You would think that The New York Times would be the first to experiment with, perfect and expand on these digital broadsheets. It’s the logical outfit to figure out how to be the mass news medium in the middle of modern metropolises, here at home as well as abroad.

But stroll down Eighth Avenue to its headquarters across from the Port Authority Bus Terminal at 40th Street and this is what you see.

A perfectly static New York Times logo. Even if it has plenty of space above to erect a media mesh that could deliver a constantly revised, edited and energetically presented media mesh to passersby. And pay some of the rent it now owes, since it has sold and begun to lease back the use of its main offices, from the interstitials aka commercials it could sell to sponsors and broadcast in between or along with its news for these new times.

If the traffic is better in Times Square, then put the digital broadsheet there. But it’s pretty clear that some global media organization is going to figure out that there still are two ends of the media spectrum in the digital age.

The niche audiences will be found on the Web.
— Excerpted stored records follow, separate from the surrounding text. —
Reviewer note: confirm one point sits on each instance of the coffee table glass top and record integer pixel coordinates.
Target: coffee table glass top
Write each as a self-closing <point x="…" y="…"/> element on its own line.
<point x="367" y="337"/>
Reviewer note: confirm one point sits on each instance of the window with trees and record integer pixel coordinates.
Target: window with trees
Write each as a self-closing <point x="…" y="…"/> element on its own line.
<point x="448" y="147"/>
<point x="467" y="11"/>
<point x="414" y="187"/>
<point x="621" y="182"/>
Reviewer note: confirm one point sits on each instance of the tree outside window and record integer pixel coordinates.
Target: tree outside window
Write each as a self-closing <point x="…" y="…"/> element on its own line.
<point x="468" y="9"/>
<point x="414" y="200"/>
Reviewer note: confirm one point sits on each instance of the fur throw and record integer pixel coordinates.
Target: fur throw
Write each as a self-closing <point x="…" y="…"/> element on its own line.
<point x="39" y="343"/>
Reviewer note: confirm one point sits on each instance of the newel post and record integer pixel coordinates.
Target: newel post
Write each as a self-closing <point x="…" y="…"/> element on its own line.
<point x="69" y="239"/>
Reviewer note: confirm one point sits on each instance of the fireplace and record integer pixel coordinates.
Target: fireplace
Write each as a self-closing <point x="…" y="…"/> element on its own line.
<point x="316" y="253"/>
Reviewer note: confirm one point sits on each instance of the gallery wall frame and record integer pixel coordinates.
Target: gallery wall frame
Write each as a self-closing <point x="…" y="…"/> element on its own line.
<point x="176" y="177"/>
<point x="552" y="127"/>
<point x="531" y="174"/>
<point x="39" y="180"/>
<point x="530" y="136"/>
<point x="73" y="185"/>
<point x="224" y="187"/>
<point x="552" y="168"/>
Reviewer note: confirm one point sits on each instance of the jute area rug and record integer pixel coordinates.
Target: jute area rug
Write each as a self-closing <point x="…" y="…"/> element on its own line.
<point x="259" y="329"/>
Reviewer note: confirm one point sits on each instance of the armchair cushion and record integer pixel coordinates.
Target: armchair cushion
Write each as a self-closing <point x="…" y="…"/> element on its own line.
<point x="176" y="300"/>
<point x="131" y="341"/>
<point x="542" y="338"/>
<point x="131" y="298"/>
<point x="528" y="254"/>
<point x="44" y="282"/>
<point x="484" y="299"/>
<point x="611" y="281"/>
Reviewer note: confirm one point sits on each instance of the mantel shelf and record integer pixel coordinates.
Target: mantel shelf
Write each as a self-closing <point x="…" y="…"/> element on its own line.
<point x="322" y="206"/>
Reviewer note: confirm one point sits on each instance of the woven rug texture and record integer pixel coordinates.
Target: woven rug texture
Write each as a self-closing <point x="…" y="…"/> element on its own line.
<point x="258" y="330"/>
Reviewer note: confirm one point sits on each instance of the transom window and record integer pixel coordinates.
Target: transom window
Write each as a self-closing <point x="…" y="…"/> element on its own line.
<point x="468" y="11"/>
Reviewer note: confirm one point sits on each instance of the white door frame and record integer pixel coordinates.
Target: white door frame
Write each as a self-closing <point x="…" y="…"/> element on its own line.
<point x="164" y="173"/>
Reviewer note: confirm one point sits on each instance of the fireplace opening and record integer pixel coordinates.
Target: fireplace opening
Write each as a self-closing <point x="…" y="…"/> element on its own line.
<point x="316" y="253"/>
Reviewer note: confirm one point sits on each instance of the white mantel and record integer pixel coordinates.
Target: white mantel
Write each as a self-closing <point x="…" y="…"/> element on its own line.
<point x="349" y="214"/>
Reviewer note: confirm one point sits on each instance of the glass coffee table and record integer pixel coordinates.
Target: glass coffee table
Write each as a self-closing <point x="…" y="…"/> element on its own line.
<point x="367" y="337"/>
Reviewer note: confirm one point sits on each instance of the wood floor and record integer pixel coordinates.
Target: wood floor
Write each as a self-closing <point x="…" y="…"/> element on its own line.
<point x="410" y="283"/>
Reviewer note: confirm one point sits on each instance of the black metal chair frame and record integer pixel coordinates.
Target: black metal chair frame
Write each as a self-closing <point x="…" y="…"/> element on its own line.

But mass audiences may still be found in … town squares and public spaces. The "world crier" which controls the message will have a franchise that spans the planet and delivers a reach that will serve globalizing brands that matter, better than print vehicles tied to a namesake locale.

These digital broadsheets will be used, by new forms of communicators, to increase understanding of different cultures – because the reach will be achieved by providing – get this – objective information, analysis and features that any human being can understand and relate to. Sure, Discovery Communications last year explored the wonders of the world, in its ambitious natural history series, “Planet Earth,’’ five years in the making.

But these broad sheets of diodes will offer a way to provide constant, continuing and, handled right, caring coverage of all the world’s people, their unifying characteristics and their definining differences.

That’s the thinking of one outfit trying to get ahead of the curve on this. Rule7Media, based at 48 Wall Street, thinks these screens can be used to entertain and inform at the same time, with reporting on the fashions, culinary habits, traditions and events that make each part of the world unique.

Rule7Media, until now has been largely known for trying to stretch the bounds of marquees at places like the Apollo Theatre in Harlem and commercialism, and helping out with multimedia signage at megashops such as the two-story M&M’s outlet in Times Square.

But its president, R.L.Willard, though, thinks it’s time to turn digital broadsheets into a medium that provides the same sort of cultural glue that used to be provided by the paper equivalents. The generation that builds personal spaces online, that twitters about every movement and thinks the New York Times only comes from touching a button on an iPhone is not adverse to consuming mass messages.

But, in the age of always-on electronics, one key trick will be to find out how to command the attention of large audiences common settings, where they already have gathered. Willard thinks there is inherent power in this kind of global story-telling – where the greatness of Shona sculpture in Zimbabwe can logically co-exist with depictions of the fallowness of its once-rich agricultural fields from its political upheaval over the last three decades. Audiences in town squares worldwide can be shown the fruits of culture and how their counterparts live, in realtime. The municipal screen becomes a museum of life, as it happens.

Willard hopes to show off how this kind of ultralarge screen communications network spanning major cities could work when the World Economic Forum meets next year in Davos, Switzerland.

As individuals increasingly find news on their own, with the continual splitting of bandwidth and audiences allowed by new technologies, this is one place where the pendulum could swing back: A medium with massive size winding up as the electronic era’s mass medium.